Cの問題文は「①偽りその他の不正の手段により保険給付を受けた者があるときは、政府は、その保険給付に要した費用に相当する金額の全部又は一部をその者から聴取することかできる。②前項(上記①)の場合において、事業主が虚偽の報告又は証明をしたためその保険給付が行われたものであるときは、政府は、その事業主に対し、保険給付を受けた者と連対して前項(上記①)の徴収金を納付すべきことを命ずることができる。」という労働者災害補償保険法第12条の3,1項、2項について問いかけてきている問題です。Cの問題文はあきらかに条文とは違うので×(誤答肢)なのですが、今回の条文をしらなくても「国語力」で問題を解くことができます。考え方として返還できる保険給付は「お金」です。社会保険労務士試験に出てくる全ての問題で「お金」を、お役所側(国や都道府県、市町村など)が返還せよ、と国民に行ってくる場合は、返還を「命ずる」や「請求」など色々な言い方をしたとしても末尾は「できる」となります。なぜならば、返還したくても、「できない」事情も考えられるので、たとえば「サラ金から借りてでも返還せよ。あとは、取り立てであなたが自殺しようがお役所側は知ったこっちゃない」というような、「強制」敵にお金を取り立てることはできません。ですから「できる」という言い方になるとイメージしてください。
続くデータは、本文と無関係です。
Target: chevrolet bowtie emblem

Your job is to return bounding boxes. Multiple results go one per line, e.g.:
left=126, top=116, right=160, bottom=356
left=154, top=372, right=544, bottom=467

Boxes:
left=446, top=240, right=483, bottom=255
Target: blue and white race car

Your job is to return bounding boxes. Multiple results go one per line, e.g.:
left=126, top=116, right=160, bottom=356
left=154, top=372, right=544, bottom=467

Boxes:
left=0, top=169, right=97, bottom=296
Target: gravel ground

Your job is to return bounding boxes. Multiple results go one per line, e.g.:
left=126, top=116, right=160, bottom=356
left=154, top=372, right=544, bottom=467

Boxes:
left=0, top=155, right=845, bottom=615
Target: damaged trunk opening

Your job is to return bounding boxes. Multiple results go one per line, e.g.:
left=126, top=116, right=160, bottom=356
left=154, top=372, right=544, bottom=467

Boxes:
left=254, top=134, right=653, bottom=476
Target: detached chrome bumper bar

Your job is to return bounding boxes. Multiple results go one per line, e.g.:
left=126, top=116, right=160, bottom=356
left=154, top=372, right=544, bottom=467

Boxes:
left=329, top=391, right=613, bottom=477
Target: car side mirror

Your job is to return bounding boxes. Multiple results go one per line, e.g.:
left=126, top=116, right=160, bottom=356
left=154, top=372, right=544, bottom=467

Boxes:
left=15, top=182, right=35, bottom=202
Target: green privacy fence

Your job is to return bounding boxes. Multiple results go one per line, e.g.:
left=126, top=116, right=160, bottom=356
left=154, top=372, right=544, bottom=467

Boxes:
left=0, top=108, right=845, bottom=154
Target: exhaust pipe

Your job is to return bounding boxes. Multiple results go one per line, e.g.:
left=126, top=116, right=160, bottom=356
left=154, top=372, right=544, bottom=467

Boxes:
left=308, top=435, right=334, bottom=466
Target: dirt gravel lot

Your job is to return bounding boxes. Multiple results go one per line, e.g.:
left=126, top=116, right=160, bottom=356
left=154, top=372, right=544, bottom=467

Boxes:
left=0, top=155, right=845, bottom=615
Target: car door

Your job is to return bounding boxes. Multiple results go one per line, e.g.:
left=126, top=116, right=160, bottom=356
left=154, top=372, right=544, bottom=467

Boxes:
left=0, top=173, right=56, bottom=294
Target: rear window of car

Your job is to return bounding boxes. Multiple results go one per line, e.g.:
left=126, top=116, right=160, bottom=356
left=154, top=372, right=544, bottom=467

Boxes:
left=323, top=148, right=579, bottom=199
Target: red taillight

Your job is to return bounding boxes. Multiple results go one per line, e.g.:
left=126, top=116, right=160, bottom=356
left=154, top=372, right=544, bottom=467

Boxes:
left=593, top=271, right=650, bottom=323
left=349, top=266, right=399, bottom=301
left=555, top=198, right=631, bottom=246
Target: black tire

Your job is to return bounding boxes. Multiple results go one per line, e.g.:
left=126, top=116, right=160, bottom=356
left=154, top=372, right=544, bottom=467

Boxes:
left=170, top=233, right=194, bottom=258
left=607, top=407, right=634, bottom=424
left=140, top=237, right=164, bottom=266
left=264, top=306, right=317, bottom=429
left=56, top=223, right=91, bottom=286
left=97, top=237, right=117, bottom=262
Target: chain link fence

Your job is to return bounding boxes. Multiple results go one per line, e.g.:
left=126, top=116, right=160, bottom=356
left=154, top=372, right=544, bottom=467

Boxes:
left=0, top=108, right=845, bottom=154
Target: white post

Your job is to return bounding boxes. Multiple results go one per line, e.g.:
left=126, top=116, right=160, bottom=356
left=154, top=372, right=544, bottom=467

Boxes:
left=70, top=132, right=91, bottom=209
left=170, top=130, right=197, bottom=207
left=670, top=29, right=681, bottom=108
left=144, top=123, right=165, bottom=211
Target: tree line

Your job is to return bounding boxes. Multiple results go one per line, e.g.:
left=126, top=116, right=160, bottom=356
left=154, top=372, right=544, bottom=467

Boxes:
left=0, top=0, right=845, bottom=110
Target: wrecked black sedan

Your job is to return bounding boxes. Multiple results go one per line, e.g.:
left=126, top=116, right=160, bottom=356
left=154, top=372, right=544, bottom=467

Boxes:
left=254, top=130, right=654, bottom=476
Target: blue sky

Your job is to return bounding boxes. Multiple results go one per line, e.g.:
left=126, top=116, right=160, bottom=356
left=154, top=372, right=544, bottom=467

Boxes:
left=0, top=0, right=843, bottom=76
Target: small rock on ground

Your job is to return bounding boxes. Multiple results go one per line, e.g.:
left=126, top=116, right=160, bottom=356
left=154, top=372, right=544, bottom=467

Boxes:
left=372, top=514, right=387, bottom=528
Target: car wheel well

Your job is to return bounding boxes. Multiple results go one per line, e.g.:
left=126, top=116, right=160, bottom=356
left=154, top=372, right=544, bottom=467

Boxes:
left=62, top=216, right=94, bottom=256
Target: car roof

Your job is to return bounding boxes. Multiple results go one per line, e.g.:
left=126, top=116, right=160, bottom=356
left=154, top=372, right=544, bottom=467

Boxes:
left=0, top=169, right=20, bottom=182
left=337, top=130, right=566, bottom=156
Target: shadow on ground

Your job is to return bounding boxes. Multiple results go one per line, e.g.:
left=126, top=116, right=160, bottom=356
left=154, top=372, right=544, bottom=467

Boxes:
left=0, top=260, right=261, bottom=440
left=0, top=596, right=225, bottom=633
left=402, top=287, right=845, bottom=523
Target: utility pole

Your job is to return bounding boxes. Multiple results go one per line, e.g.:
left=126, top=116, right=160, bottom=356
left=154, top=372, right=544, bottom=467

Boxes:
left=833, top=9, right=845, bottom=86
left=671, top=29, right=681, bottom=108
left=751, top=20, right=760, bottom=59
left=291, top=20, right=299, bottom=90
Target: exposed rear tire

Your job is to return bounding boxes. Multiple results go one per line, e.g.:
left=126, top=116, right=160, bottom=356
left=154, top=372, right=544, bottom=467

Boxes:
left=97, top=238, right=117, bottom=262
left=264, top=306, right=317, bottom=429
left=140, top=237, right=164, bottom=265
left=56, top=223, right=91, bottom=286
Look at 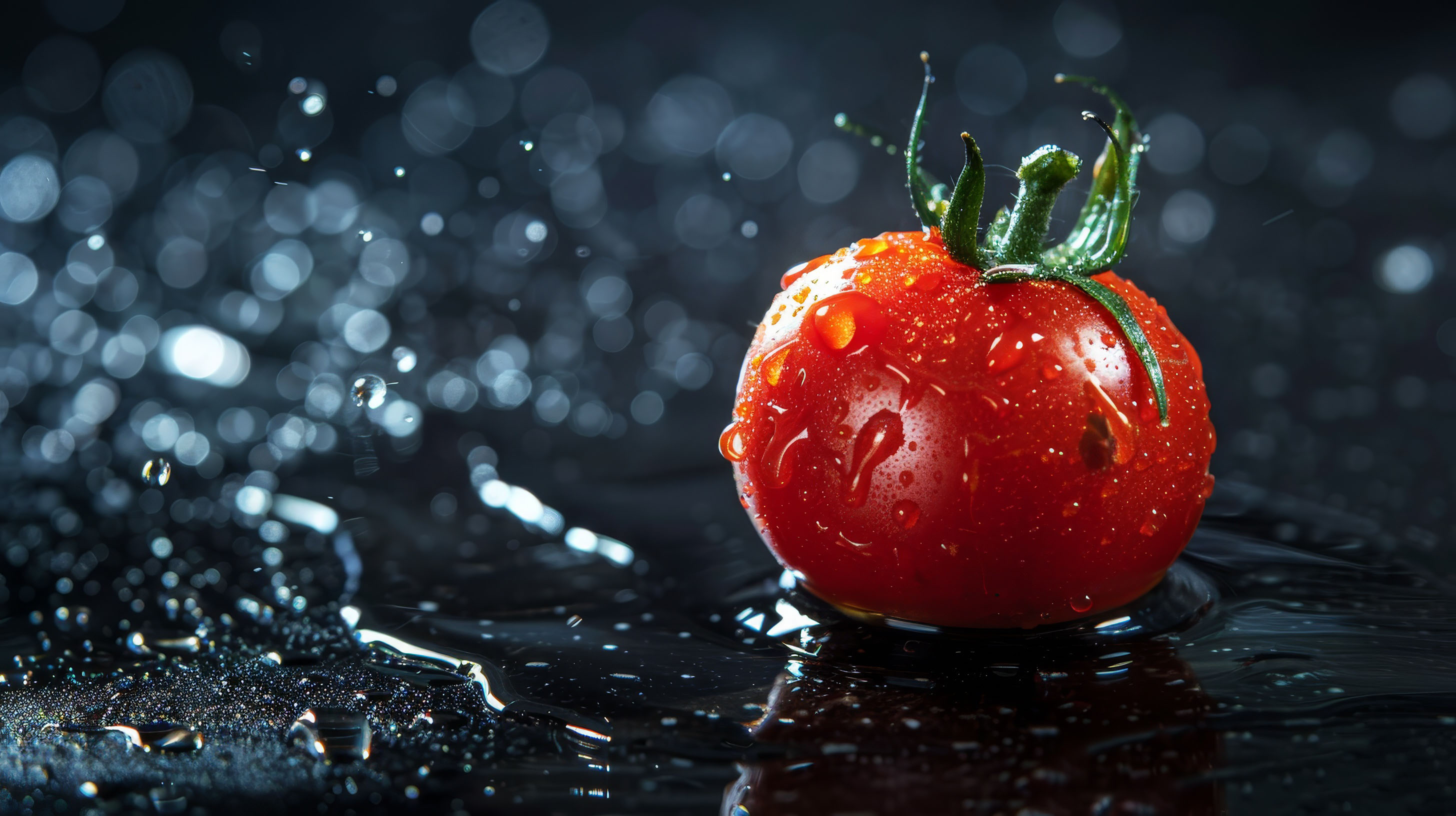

よってCの末尾は「ならない」となっていますので、×(誤答肢)と判断できます。

Dの問題文は「漁船による水産動植物の採補の事業に従事する1人親方等は、住居と就業の場所との間の往復等の移動の実態が不明確なので、通勤災害が適用されない」という労働者災害補償保険法施行規則第46条22の2について問いかけてきている問題です。Dの問題文は「できる」としていますので、×(誤答肢)となりますね。イメージとして1人親方とは個人事業です。個人事業では通勤の定義としての「どこまでが自宅」で「どこまでが職場」かわからない場合がありますね。例えば、個人タクシーの運転手さんは自宅のガレージに駐車場を置いている場合は、家の勝手口のドアを開けたらタクシーが目の前にあったということになり、「通勤」とは、言えませんね。では、タクシーに乗車するときに、あやまって「骨折」した場合はどうなるのでしょうか?これは「業務災害」扱いとなります。どうように、特別加入している1人親方=個人での漁船の船長も「通勤」とはみなされず、実情を見て「業務災害」と判断されます。波がゆるやかな内陸湾では、漁船がついている真横に家がある場合もあります。それは、さきほどの個人タクシーのガレージと同じ扱いですね。よってDは×(誤答肢)となります。

Eはその通りですね。同順位者であれば、権利は同じです。これは国民年金法の遺族基礎年金、厚生年金保険法での遺族厚生年金でも全く同じですので、今回で一気に覚えておいて下さいね。よってEは○(今回の〔問 1〕の解答)となります。

結論として今回の〔問 1〕の解答は「E」となります。